You Choose: Drink OR Drive - Buzzed Driving Is Drunk Driving

The holiday season is right around the corner. As Americans prepare for festivities with family and friends, the National Highway Traffic Safety Administration (NHTSA) wants to remind all drivers that it’s dangerous to drive after drinking. You have to choose your role before drinking begins: will you drink or will you drive? Remember, even if you only have a little bit to drink and think you’re “okay to drive,” you could still be over the legal limit, because Buzzed Driving Is Drunk Driving.

A lot of folks think they know their own limits. They think that if they’re just a little ‘buzzed,’ then they’re still good to drive. This couldn't be further from the truth. Time and again, drivers who may have only had a couple of drinks put themselves and others at serious risk.  Driving with any alcohol in your system can be dangerous.

In every state in the country, it’s illegal to drive with a blood alcohol concentration (BAC) of .08 grams per deciliter (g/dL) or higher. And for some people, it doesn't take much to reach that level. We really want all Van Buren County drivers to understand that you don’t have to be falling-down drunk to be too impaired to drive. That’s why the Van Buren County SAFE Coalition is working with NHTSA to spread the message: Buzzed Driving Is Drunk Driving.

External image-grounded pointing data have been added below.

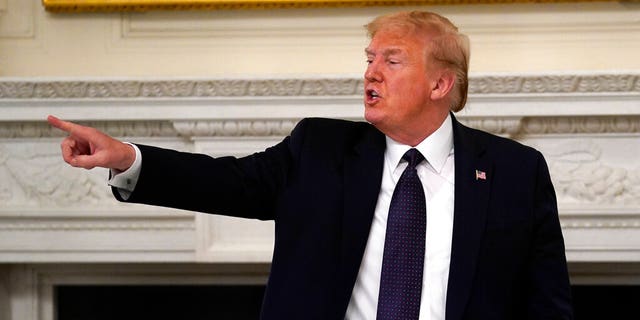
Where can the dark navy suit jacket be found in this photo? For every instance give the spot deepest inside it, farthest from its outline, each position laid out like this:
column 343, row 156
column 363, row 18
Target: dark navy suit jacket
column 321, row 184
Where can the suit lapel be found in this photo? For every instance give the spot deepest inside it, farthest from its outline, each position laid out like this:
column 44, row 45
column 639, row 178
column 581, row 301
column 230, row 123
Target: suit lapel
column 471, row 197
column 362, row 179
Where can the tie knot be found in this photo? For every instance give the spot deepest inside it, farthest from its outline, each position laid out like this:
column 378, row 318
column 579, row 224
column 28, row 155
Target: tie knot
column 413, row 156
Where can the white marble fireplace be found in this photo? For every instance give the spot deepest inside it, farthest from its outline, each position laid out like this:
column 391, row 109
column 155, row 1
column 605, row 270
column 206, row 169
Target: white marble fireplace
column 61, row 226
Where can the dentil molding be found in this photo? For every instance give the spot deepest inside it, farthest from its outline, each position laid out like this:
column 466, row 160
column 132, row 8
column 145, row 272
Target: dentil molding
column 478, row 84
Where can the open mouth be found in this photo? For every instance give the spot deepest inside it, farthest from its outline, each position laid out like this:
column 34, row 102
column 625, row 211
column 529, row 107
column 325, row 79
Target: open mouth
column 372, row 95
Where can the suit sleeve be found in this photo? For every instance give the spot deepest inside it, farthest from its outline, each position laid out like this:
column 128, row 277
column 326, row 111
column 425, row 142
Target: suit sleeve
column 550, row 294
column 246, row 187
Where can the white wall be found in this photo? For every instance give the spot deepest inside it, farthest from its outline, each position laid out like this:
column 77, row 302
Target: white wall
column 505, row 38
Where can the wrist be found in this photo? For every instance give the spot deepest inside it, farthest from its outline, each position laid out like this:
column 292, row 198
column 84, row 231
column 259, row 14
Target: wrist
column 129, row 157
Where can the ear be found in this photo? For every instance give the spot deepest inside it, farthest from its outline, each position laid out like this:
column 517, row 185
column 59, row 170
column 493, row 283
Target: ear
column 443, row 85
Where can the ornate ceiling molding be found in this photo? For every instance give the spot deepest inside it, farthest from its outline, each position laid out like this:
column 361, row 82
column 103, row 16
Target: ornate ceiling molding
column 300, row 87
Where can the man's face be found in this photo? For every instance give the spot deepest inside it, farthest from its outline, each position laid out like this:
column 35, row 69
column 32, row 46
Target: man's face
column 397, row 84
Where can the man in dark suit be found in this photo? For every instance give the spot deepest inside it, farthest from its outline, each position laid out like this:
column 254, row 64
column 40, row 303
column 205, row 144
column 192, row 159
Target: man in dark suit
column 493, row 247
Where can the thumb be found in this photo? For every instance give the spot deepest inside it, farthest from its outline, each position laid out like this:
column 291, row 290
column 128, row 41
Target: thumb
column 84, row 161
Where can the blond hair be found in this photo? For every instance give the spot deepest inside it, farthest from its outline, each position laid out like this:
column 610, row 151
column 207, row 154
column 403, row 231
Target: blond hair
column 449, row 47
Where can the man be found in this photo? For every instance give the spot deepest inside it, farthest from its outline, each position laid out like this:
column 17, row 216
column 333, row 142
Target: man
column 488, row 243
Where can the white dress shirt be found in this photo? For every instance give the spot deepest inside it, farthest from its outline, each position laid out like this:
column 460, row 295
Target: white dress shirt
column 437, row 177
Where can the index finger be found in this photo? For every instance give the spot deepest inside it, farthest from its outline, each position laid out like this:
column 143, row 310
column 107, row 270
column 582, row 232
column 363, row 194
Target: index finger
column 61, row 124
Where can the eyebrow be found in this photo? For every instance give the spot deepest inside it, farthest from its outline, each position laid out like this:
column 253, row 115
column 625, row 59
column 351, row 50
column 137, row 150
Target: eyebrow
column 385, row 52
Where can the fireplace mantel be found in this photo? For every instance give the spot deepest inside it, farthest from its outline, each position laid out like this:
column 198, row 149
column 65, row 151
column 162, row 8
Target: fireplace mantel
column 586, row 124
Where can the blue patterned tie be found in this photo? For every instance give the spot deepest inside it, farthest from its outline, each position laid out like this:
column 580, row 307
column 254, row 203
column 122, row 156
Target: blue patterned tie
column 403, row 258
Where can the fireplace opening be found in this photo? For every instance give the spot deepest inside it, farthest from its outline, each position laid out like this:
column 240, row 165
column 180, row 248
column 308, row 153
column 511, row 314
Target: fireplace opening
column 606, row 301
column 158, row 302
column 239, row 302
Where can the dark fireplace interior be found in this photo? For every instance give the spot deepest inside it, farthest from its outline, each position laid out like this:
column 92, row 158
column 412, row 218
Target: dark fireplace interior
column 238, row 302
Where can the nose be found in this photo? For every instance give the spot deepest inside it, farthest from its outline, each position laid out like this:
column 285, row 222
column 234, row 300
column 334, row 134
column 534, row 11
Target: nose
column 372, row 74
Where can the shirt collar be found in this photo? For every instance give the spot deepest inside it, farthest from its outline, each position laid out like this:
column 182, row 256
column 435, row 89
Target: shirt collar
column 435, row 148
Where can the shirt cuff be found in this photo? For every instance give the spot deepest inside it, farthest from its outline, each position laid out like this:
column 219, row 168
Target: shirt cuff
column 125, row 181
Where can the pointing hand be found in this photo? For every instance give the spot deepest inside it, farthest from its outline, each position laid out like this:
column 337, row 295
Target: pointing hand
column 87, row 147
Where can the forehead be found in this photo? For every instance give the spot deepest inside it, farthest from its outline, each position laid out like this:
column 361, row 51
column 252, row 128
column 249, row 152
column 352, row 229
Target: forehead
column 395, row 42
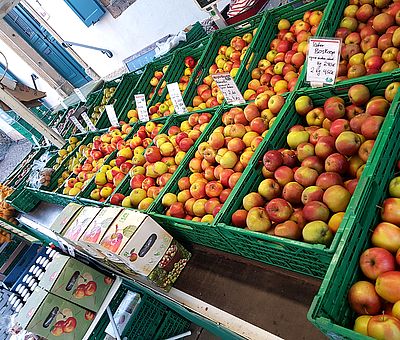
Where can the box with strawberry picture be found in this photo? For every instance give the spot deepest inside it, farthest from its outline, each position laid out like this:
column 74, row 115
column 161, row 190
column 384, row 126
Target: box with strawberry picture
column 53, row 317
column 76, row 282
column 170, row 266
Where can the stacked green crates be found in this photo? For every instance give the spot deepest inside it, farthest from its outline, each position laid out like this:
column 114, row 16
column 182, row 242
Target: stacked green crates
column 330, row 310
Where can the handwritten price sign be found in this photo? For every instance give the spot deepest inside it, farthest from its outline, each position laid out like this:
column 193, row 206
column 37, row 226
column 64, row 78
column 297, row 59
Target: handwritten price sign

This anti-drunk-driving campaign aims to inform all Americans about the dangers of driving after drinking—even after drinking just a little. Drunk driving has become a terrible killer on our nation’s roads. Every year, more than 10,322 people are killed by drunk drivers in America. This time of year is especially dangerous due to holiday celebrations and frequent parties. In December 2012 alone, there were 830 people killed in crashes involving at least one drunk driver or motorcycle operator. On average, a third (31%) of all crash fatalities in America involves drunk driving.  

So this holiday season, NHTSA urges you to plan ahead: designate a sober driver. If you plan on drinking at all, don’t plan on driving. Don’t just assume that you’ll know whether you can safely drive or not at the end of the night.

Van Buren County drivers, please remember these tips to avoid a DUI and keep our roads safe: 

Even one drink can impair your judgment and reaction time and increase the risk of getting arrested for         driving drunk or having a crash. 
If you will be drinking, do not plan on driving.  Plan ahead; designate a sober driver before the party             begins. 
When you know you’ll be drinking, leave your keys at home or give them to someone else.
If you have been drinking, do not drive—even a short distance. Call a sober friend or family member.
Remember, it is never okay to drive after drinking. Buzzed Driving Is Drunk Driving.